A specialist in teaching integrative acting and movement techniques for singers, Mr. Ronis is a frequent master class teacher and clinician. He has given master classes and workshops at Manhattan School of Music, Cincinnati College-Conservatory, the Seagle Colony, Opera New Jersey, Vassar College, Texas Christian University, University of Dayton, University of Evansville, Princeton University, and various chapters of the National Association of Teachers of Singing.

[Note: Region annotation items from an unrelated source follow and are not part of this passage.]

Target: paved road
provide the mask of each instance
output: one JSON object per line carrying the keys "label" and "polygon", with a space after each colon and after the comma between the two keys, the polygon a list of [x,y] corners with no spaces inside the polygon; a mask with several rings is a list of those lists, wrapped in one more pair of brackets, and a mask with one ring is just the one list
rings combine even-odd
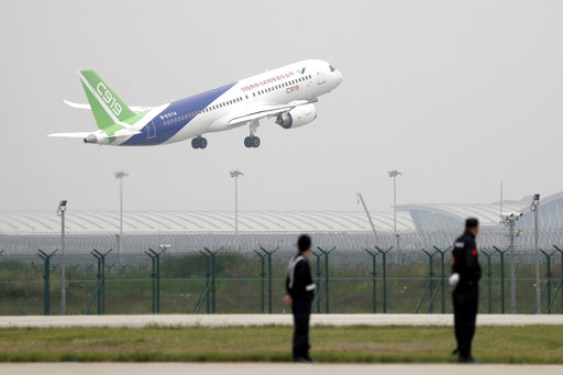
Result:
{"label": "paved road", "polygon": [[529,365],[365,365],[365,364],[313,364],[291,363],[30,363],[0,364],[2,375],[530,375],[563,374],[563,366]]}
{"label": "paved road", "polygon": [[[451,315],[323,315],[314,313],[312,324],[325,326],[452,326]],[[139,315],[139,316],[22,316],[0,317],[0,328],[178,326],[291,326],[290,315]],[[563,326],[563,315],[479,315],[478,326]]]}

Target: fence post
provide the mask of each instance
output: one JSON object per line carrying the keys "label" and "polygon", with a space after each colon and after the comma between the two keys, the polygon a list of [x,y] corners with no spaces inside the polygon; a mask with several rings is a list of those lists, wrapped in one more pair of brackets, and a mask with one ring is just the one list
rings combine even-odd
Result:
{"label": "fence post", "polygon": [[545,291],[548,293],[548,313],[551,313],[551,309],[552,309],[552,306],[551,306],[551,276],[552,276],[551,257],[555,254],[555,252],[553,252],[551,254],[545,253],[543,250],[540,250],[540,252],[542,252],[543,255],[545,255],[545,258],[548,261],[548,265],[547,265],[548,269],[545,273],[548,280],[545,282],[545,288],[543,289],[542,296],[545,294]]}
{"label": "fence post", "polygon": [[151,257],[152,273],[151,278],[153,283],[153,313],[161,312],[161,255],[164,254],[166,249],[157,253],[152,249],[145,252]]}
{"label": "fence post", "polygon": [[317,249],[324,254],[324,312],[330,313],[330,302],[329,302],[329,254],[332,253],[336,246],[332,247],[329,251],[324,251],[321,247],[317,246]]}
{"label": "fence post", "polygon": [[201,309],[201,306],[203,306],[203,300],[206,301],[206,308],[207,313],[210,311],[209,307],[209,285],[210,285],[210,263],[209,263],[209,255],[207,253],[203,253],[202,251],[199,252],[203,257],[206,258],[206,283],[203,284],[203,288],[199,293],[198,299],[196,301],[196,307],[194,308],[194,313],[199,313],[199,310]]}
{"label": "fence post", "polygon": [[387,253],[393,250],[390,246],[387,250],[382,250],[377,246],[374,246],[382,254],[382,264],[383,264],[383,312],[387,312]]}
{"label": "fence post", "polygon": [[442,264],[442,275],[440,277],[440,288],[442,288],[442,313],[445,313],[445,253],[452,250],[452,247],[448,247],[443,251],[437,246],[432,247],[440,253],[440,262]]}
{"label": "fence post", "polygon": [[493,246],[498,254],[500,254],[500,313],[505,313],[505,253],[510,251],[510,247],[505,251]]}
{"label": "fence post", "polygon": [[364,249],[367,254],[372,256],[372,305],[373,305],[373,312],[377,312],[377,253],[372,253],[368,249]]}
{"label": "fence post", "polygon": [[203,250],[211,255],[211,313],[216,313],[216,255],[221,251],[221,249],[212,252],[207,247]]}
{"label": "fence post", "polygon": [[264,283],[266,282],[266,273],[264,269],[264,254],[254,251],[260,256],[261,272],[260,272],[260,283],[261,283],[261,312],[264,313]]}
{"label": "fence post", "polygon": [[427,312],[433,312],[433,301],[434,301],[434,293],[432,291],[434,289],[434,254],[430,254],[424,249],[421,249],[424,254],[428,256],[428,282],[427,286],[424,287],[424,290],[422,291],[422,297],[420,297],[420,301],[417,305],[417,309],[415,310],[416,313],[420,311],[420,308],[422,307],[422,302],[424,301],[424,298],[427,297],[427,294],[430,296],[430,302],[428,305]]}
{"label": "fence post", "polygon": [[53,253],[47,254],[43,252],[41,249],[37,249],[38,257],[41,257],[44,262],[43,266],[43,315],[51,315],[51,257],[58,251],[55,250]]}
{"label": "fence post", "polygon": [[268,258],[268,313],[272,313],[272,254],[277,252],[279,246],[273,251],[267,251],[263,246],[260,246],[260,250],[262,250]]}
{"label": "fence post", "polygon": [[321,254],[317,254],[316,252],[311,251],[311,254],[317,257],[317,297],[313,300],[313,304],[311,306],[311,311],[314,310],[314,307],[317,307],[317,313],[321,312],[321,293],[324,288],[324,283],[321,285]]}
{"label": "fence post", "polygon": [[490,264],[490,257],[493,254],[487,253],[486,251],[482,251],[483,254],[487,257],[487,305],[488,305],[488,313],[493,313],[493,289],[490,285],[490,277],[493,276],[493,269]]}
{"label": "fence post", "polygon": [[555,291],[555,296],[553,296],[553,305],[555,305],[555,299],[558,298],[558,294],[561,291],[561,312],[563,312],[563,250],[553,245],[555,250],[561,254],[561,279],[558,285],[558,289]]}

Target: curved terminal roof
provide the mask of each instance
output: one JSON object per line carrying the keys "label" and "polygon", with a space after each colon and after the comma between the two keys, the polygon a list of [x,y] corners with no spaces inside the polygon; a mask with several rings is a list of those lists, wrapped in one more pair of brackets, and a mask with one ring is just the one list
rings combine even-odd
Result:
{"label": "curved terminal roof", "polygon": [[[523,217],[517,222],[517,228],[531,228],[532,216],[530,205],[532,197],[519,201],[505,201],[503,212],[521,212]],[[500,223],[500,203],[490,205],[401,205],[400,211],[410,213],[417,230],[459,229],[466,218],[479,219],[482,227],[498,228]],[[563,228],[563,192],[540,199],[540,222],[544,229]]]}
{"label": "curved terminal roof", "polygon": [[[374,212],[376,230],[393,230],[393,212]],[[67,211],[68,234],[119,232],[119,212]],[[409,212],[397,212],[397,230],[415,230]],[[234,212],[123,212],[123,232],[233,232]],[[239,212],[239,232],[366,232],[365,212]],[[54,212],[0,212],[0,234],[59,233]]]}

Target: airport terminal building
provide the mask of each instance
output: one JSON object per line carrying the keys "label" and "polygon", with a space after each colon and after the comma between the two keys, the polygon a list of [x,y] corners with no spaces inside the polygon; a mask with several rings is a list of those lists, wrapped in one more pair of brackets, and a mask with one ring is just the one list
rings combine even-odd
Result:
{"label": "airport terminal building", "polygon": [[[504,246],[508,229],[500,222],[504,212],[522,212],[516,223],[517,245],[533,244],[531,197],[519,201],[471,205],[397,206],[397,234],[401,249],[448,246],[463,229],[467,217],[482,223],[482,246]],[[563,240],[563,192],[543,198],[539,209],[540,241],[545,246]],[[251,211],[239,212],[239,232],[234,233],[234,212],[125,211],[123,213],[123,251],[139,251],[162,243],[176,249],[202,246],[251,250],[253,247],[292,247],[298,233],[311,233],[321,246],[364,249],[396,245],[394,214],[371,212],[372,230],[363,211]],[[118,245],[119,212],[68,211],[66,214],[68,249],[113,249]],[[0,213],[0,250],[35,252],[37,247],[58,247],[60,218],[54,212]]]}

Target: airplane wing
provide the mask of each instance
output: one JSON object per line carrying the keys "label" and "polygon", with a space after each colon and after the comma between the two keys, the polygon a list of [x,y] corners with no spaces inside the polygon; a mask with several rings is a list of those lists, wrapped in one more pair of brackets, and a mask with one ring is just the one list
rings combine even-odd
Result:
{"label": "airplane wing", "polygon": [[47,136],[60,136],[60,137],[67,137],[67,139],[84,139],[84,137],[88,136],[89,134],[91,134],[91,132],[89,132],[89,133],[53,133],[53,134],[48,134]]}
{"label": "airplane wing", "polygon": [[[75,103],[74,101],[66,100],[66,99],[63,99],[63,101],[68,107],[73,107],[73,108],[77,108],[77,109],[91,110],[90,104]],[[140,107],[140,106],[137,106],[137,107],[129,107],[129,109],[132,110],[135,113],[140,113],[140,112],[144,112],[144,111],[148,111],[148,110],[153,109],[153,107]]]}
{"label": "airplane wing", "polygon": [[291,109],[294,109],[298,106],[309,104],[309,103],[313,103],[316,101],[318,101],[318,100],[317,99],[295,100],[295,101],[291,101],[284,106],[264,104],[264,106],[254,107],[251,109],[251,111],[247,111],[245,113],[239,113],[236,117],[231,119],[229,121],[229,125],[236,125],[236,124],[241,124],[243,122],[249,122],[252,120],[261,120],[261,119],[278,115],[280,113],[290,111]]}

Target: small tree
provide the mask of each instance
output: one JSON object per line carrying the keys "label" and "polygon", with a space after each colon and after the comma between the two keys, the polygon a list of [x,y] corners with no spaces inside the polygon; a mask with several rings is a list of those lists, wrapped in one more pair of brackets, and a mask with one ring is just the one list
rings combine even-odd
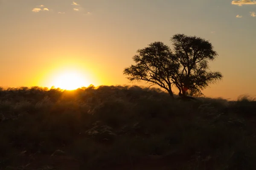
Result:
{"label": "small tree", "polygon": [[173,85],[180,96],[202,94],[201,90],[222,78],[219,72],[208,71],[208,60],[217,56],[212,44],[200,37],[177,34],[171,39],[170,48],[160,42],[138,50],[133,57],[136,65],[123,71],[131,81],[144,80],[166,90],[173,98]]}
{"label": "small tree", "polygon": [[137,64],[125,68],[123,73],[131,81],[144,80],[152,85],[157,85],[166,90],[173,98],[172,76],[179,69],[170,48],[156,42],[137,51],[133,57]]}

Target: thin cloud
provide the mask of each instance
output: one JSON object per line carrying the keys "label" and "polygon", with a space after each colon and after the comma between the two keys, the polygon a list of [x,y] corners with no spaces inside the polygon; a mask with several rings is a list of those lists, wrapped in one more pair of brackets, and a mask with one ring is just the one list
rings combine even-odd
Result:
{"label": "thin cloud", "polygon": [[241,18],[242,17],[243,17],[243,16],[241,16],[241,15],[236,15],[236,17],[237,17],[237,18]]}
{"label": "thin cloud", "polygon": [[34,12],[38,12],[41,11],[42,11],[42,9],[38,8],[34,8],[32,10],[32,11]]}
{"label": "thin cloud", "polygon": [[250,13],[251,14],[251,16],[253,17],[256,17],[256,13],[255,12],[250,12]]}
{"label": "thin cloud", "polygon": [[231,3],[233,5],[236,5],[239,6],[242,6],[243,5],[253,5],[256,4],[256,0],[233,0]]}
{"label": "thin cloud", "polygon": [[72,3],[71,4],[71,5],[76,5],[76,6],[80,6],[80,5],[79,5],[79,4],[78,4],[78,3],[75,3],[75,2],[74,2],[74,1],[73,1],[73,3]]}

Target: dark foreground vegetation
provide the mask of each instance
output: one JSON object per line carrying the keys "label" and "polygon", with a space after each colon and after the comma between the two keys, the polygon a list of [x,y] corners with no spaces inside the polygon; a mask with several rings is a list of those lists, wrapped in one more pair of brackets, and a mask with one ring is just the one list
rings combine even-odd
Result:
{"label": "dark foreground vegetation", "polygon": [[0,170],[256,169],[256,102],[198,99],[137,86],[1,89]]}

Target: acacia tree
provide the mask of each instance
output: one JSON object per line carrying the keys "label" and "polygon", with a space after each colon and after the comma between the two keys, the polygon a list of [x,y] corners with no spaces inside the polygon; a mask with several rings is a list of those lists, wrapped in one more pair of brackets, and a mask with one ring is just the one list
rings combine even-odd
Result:
{"label": "acacia tree", "polygon": [[136,65],[125,68],[123,74],[131,81],[145,81],[166,90],[173,98],[172,87],[180,96],[202,94],[201,90],[222,78],[219,72],[208,71],[209,61],[218,56],[212,44],[200,37],[183,34],[171,39],[173,52],[160,42],[137,51],[133,57]]}
{"label": "acacia tree", "polygon": [[187,91],[192,96],[203,94],[202,90],[222,78],[220,72],[209,71],[209,61],[215,59],[218,54],[208,41],[183,34],[175,34],[171,40],[175,60],[180,65],[174,83],[180,96],[186,96]]}

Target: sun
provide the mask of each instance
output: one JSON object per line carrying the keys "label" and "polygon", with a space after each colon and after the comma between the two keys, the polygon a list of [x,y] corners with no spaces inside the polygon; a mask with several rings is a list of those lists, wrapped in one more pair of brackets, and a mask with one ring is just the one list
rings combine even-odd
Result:
{"label": "sun", "polygon": [[77,89],[90,85],[81,74],[72,71],[60,74],[54,79],[52,84],[55,88],[68,90]]}

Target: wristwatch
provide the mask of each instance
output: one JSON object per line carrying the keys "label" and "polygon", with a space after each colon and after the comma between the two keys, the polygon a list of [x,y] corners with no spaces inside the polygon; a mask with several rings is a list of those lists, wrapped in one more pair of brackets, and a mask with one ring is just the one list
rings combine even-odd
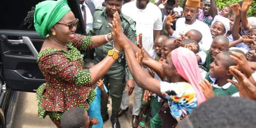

As a performer, he sang over 50 operatic roles with more than 30 companies in Europe, Asia, and the U.S. as well as appearing as soloist at New York’s Carnegie, Avery Fisher, and Alice Tully Halls. Mr. Ronis also performed nationally in both musical and spoken theater productions including Disney’s Beauty and the Beast. On camera, he appeared in independent and industrial films and was featured in nationally televised commercials and print advertisements.
Mr. Ronis received his B.F.A. degree from Purchase College of the State University of New York and the M.A.L.S. (Master of Arts in Liberal Studies) in Opera Studies, an interdisciplinary research degree, from Empire State College/SUNY. He also studied at the Conservatoire Américain in Fontainebleau, France, then under the direction of the legendary teacher, Nadia Boulanger. Additionally he received the Anthony Gishford Award to attend the Britten-Pears School in Aldeburgh, England, where he worked with the late Sir Peter Pears.